Découpage entre l’espace domestique et l’art culinaire
En France (la stat date de 2012), 94 % des boss en cuisines professionnelles sont des hommes – même si des cheffes, d’Adeline Grattard à Tatiana Levha, de Céline Pham à Amélie Darvas, commencent à percer. La conséquence d’un découpage entre l’espace domestique (en gros, la popote réservée aux femmes) et l’art culinaire (“tradition masculine” incarnée par Bocuse et consorts, pourtant eux-mêmes formés par les “mères lyonnaises”, pionnières de la gastronomie à la française).
Avec l’aide d’auteurs importants (Geneviève Fraisse, Françoise Héritier, Pierre Bourdieu, etc.), Nora Bouazzouni détaille les processus sociétaux, culturels et historiques à l’origine de telles disparités, en élargissant sans cesse son propos. On trouve des pages intéressantes sur l’agriculture et sur pourquoi les femmes sont plus petites que les hommes – indice : rien à voir avec la génétique.
Ecoféminisme
Coupante, elle remonte jusqu’aux origines de l’humanité, lorsque la cueillette était une activité féminine et la chasse réservée aux porteurs de pénis – les femmes s’en voyaient écartées par superstition, à cause de leurs règles, selon Alain Testart.
Elle met aussi en avant des mouvements contemporains, comme l’écoféminisme.
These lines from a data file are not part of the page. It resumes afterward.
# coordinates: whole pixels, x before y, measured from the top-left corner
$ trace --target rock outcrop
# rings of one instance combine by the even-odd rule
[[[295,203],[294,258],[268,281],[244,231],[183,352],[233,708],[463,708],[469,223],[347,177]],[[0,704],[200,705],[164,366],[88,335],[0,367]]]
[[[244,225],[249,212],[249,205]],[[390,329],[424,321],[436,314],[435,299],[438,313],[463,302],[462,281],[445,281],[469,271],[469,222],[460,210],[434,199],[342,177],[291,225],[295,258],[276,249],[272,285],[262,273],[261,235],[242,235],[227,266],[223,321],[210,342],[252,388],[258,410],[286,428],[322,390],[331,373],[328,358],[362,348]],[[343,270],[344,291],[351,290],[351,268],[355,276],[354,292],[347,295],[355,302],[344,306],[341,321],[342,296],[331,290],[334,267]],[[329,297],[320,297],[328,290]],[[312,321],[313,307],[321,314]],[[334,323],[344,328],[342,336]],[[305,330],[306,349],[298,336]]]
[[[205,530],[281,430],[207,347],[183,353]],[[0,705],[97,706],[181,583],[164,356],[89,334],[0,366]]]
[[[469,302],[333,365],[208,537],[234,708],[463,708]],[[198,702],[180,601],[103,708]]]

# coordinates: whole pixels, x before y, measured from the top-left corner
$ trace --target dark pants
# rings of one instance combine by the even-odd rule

Ce concept défini dans les seventies par Françoise d’Eaubonne associe les luttes contre l’exploitation des femmes et de la nature.
“Peut-on être féministe et carnivore ?”
Faiminisme perd un peu son équilibre, entre essai pamphlétaire et analyse solide, quand Bouazzouni se demande s’il ne faudrait pas assimiler le sexisme à un spécisme, les animaux et les femmes subissant les mêmes mécanismes de domination. “Si la condition des femmes est liée à celle des animaux, peut-on être féministe et carnivore ?”
Que le veganisme et le féminisme marchent ensemble, rien n’est moins sûr. Mais c’est le propre des livres stimulants de mettre sur la table des questions que l’on ne s’était pas posées.